We prepared the node features and the edge features, which are need for training:

hmm.nf <- lapply(1:dim(hmm.samples)[1], function(i) matrix(1, crf.new$n.nf, crf.new$n.nodes))
for (i in 1:dim(hmm.samples)[1])
{
    hmm.nf[[i]][2, hmm.samples[i,] != 1] <- 0
    hmm.nf[[i]][3, hmm.samples[i,] != 2] <- 0
    hmm.nf[[i]][4, hmm.samples[i,] != 3] <- 0
    hmm.nf[[i]][5, hmm.samples[i,] != 4] <- 0
}
hmm.ef <- lapply(1:dim(hmm.samples)[1], function(i) matrix(1, crf.new$n.ef, crf.new$n.edges))

Then we trained the model using train.crf function:

crf.new <- train.crf(crf.new, mc.samples, hmm.nf, hmm.ef)

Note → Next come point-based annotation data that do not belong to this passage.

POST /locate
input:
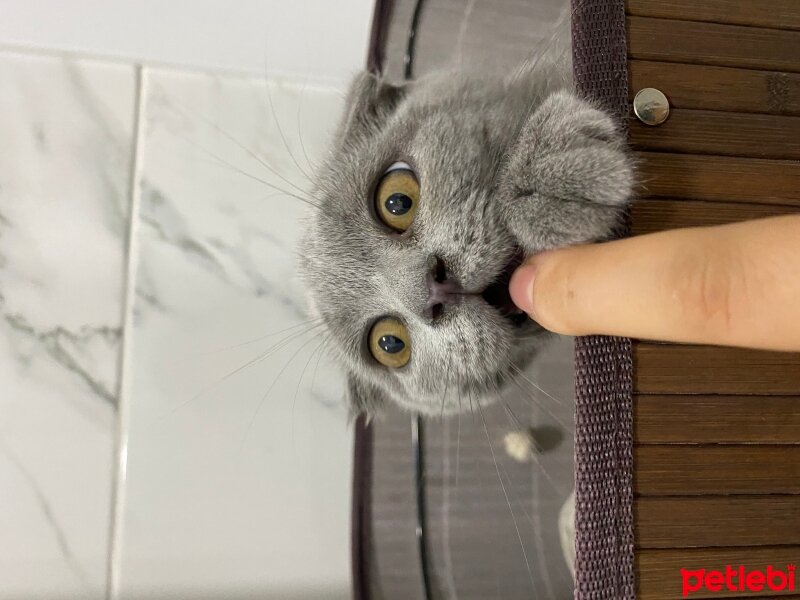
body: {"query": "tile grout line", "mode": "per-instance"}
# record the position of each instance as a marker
(119, 476)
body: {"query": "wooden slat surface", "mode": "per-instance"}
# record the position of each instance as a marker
(718, 88)
(778, 14)
(695, 470)
(660, 214)
(686, 369)
(659, 570)
(713, 132)
(717, 430)
(724, 178)
(708, 521)
(696, 419)
(713, 44)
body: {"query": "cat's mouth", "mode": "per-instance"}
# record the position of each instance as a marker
(497, 293)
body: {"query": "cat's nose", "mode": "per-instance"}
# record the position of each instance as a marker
(443, 289)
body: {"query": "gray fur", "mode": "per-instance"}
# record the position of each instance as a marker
(503, 162)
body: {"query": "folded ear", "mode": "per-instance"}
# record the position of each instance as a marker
(363, 398)
(370, 102)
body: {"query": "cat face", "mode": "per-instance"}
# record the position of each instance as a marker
(408, 256)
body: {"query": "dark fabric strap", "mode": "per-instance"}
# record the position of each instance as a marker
(603, 365)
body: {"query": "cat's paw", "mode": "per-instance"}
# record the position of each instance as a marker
(568, 178)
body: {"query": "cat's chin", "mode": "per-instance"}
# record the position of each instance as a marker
(498, 296)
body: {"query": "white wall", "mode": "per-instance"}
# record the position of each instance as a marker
(319, 39)
(144, 118)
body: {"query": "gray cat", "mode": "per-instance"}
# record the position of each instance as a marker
(432, 193)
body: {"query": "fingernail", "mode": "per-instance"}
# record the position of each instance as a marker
(521, 287)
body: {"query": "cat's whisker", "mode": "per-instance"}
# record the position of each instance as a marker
(526, 394)
(253, 340)
(281, 134)
(261, 357)
(310, 164)
(516, 424)
(508, 501)
(521, 374)
(302, 374)
(269, 389)
(316, 366)
(250, 152)
(244, 173)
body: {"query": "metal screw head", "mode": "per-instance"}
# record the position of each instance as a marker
(651, 106)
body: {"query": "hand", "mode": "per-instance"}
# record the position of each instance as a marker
(731, 285)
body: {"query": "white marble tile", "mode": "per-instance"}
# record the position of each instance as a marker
(318, 39)
(235, 486)
(65, 145)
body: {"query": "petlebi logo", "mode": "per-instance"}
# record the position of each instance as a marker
(738, 579)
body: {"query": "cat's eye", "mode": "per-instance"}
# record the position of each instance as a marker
(397, 197)
(389, 343)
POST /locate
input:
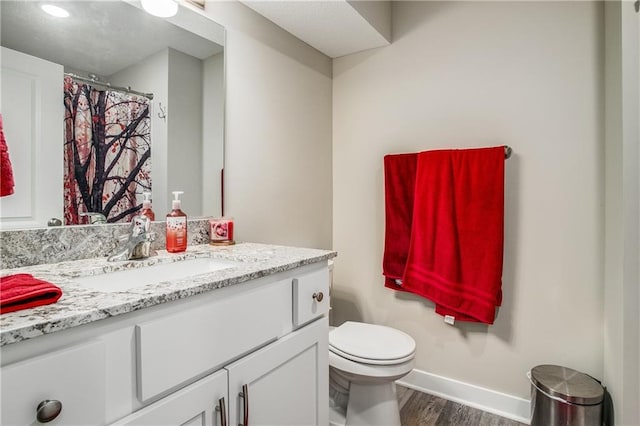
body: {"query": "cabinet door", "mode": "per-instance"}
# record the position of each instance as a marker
(285, 383)
(202, 403)
(74, 376)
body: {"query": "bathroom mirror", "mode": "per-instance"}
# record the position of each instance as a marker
(180, 60)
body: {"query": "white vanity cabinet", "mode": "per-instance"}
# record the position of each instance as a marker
(285, 383)
(253, 351)
(73, 378)
(203, 403)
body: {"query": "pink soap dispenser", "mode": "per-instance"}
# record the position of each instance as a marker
(176, 226)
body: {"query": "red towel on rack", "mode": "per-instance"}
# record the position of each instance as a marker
(6, 171)
(455, 253)
(22, 291)
(399, 184)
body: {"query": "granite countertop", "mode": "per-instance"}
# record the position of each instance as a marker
(81, 305)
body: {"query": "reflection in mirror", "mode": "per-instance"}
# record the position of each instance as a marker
(81, 88)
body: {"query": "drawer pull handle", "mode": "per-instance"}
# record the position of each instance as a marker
(245, 404)
(222, 408)
(48, 410)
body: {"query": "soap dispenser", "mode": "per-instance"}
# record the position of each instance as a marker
(146, 207)
(176, 226)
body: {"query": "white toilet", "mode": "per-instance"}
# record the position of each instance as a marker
(364, 362)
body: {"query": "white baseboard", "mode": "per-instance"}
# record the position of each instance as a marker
(504, 405)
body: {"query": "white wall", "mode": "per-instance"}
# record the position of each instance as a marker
(212, 133)
(278, 132)
(622, 255)
(467, 74)
(184, 124)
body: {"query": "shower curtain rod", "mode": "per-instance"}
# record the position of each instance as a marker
(92, 79)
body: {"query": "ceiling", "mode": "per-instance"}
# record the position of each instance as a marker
(334, 27)
(100, 37)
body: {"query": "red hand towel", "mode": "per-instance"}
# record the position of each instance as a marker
(399, 183)
(6, 171)
(22, 291)
(456, 248)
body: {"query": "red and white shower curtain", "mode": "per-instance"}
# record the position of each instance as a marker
(107, 152)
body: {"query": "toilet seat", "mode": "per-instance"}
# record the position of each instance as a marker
(371, 344)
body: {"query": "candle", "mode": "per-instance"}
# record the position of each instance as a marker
(221, 231)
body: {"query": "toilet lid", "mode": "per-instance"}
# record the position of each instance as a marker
(371, 344)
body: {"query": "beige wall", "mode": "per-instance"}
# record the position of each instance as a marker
(466, 74)
(278, 132)
(621, 292)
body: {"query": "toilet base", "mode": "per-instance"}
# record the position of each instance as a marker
(337, 417)
(373, 405)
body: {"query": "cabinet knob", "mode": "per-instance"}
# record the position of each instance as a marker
(48, 410)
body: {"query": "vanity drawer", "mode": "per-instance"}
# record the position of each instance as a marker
(177, 348)
(74, 376)
(310, 296)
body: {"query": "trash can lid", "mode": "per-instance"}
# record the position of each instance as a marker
(568, 384)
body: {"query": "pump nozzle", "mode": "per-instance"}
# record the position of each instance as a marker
(175, 204)
(146, 203)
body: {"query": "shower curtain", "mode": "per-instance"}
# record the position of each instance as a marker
(107, 152)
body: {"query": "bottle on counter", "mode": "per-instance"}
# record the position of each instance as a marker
(176, 226)
(146, 207)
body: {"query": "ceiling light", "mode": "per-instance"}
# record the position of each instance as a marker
(56, 11)
(160, 8)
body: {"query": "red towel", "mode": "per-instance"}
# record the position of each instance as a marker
(399, 183)
(22, 291)
(455, 253)
(6, 171)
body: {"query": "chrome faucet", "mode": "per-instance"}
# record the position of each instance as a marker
(95, 217)
(138, 241)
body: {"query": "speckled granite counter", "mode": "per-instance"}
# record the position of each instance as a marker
(81, 305)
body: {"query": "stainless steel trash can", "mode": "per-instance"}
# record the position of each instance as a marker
(561, 396)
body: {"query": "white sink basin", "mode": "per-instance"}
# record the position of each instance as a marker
(140, 277)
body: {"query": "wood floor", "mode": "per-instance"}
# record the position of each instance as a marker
(421, 409)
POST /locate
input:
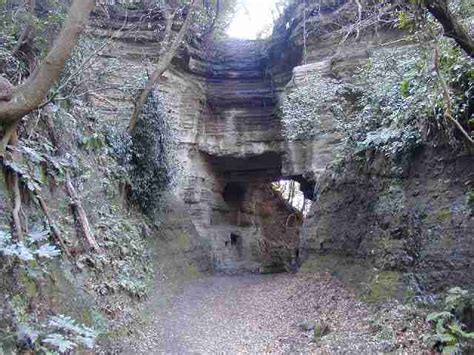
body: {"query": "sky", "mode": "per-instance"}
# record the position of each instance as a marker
(251, 17)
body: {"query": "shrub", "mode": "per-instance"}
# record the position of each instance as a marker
(152, 165)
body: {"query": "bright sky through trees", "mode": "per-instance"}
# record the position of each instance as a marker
(252, 19)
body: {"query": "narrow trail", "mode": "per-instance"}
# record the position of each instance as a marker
(253, 314)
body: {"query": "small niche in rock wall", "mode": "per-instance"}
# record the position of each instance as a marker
(234, 192)
(235, 243)
(235, 240)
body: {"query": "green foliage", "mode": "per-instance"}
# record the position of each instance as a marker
(450, 335)
(399, 88)
(61, 334)
(35, 247)
(153, 165)
(307, 105)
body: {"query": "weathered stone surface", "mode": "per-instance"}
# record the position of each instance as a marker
(223, 99)
(419, 224)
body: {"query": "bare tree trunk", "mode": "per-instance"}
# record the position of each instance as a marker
(54, 229)
(452, 28)
(161, 67)
(24, 46)
(28, 96)
(81, 216)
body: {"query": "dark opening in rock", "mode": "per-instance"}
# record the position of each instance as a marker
(235, 240)
(234, 192)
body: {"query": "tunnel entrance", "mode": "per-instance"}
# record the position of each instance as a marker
(234, 192)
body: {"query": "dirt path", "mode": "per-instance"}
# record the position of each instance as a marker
(261, 314)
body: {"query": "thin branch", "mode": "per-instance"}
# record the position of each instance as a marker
(447, 98)
(81, 216)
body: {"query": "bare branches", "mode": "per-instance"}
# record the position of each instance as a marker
(52, 225)
(447, 99)
(31, 94)
(161, 67)
(81, 216)
(452, 28)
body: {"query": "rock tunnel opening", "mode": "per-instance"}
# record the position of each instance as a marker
(234, 192)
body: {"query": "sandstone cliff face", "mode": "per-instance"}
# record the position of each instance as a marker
(224, 98)
(371, 225)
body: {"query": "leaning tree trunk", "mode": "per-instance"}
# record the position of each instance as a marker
(31, 94)
(452, 28)
(161, 67)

After training, we can check the parameter values:

crf.new$par

With trained CRF model, we can infer the hidden states given the observations:

hmm.infer <- matrix(0, nrow=dim(hmm.samples)[1], ncol=dim(hmm.samples)[2])
for (i in 1:dim(hmm.samples)[1])
{
  crf.new <- crf.update(crf.new, hmm.nf[[i]], hmm.ef[[i]])
  hmm.infer[i,] <- decode.chain(crf.new)
}

The inferred result was compared with the true hidden states:

sum(hmm.infer != mc.samples)

Use other inference methods in the training

The default inference method used in the train.mrf and train.crf functions is infer.chain, which can only handle chain-structured graphs. We can provide the preferred inference method when calling the training functions. For example, use the loopy brief propagation algorithm:

crf.new <- train.crf(crf.new, mc.samples, hmm.nf, hmm.ef, infer.method = infer.lbp)

In a more complicated way, we can redefine the functions for calculating the negative log-likelihood, i.e., the functions mrf.nll and crf.nll, respectively.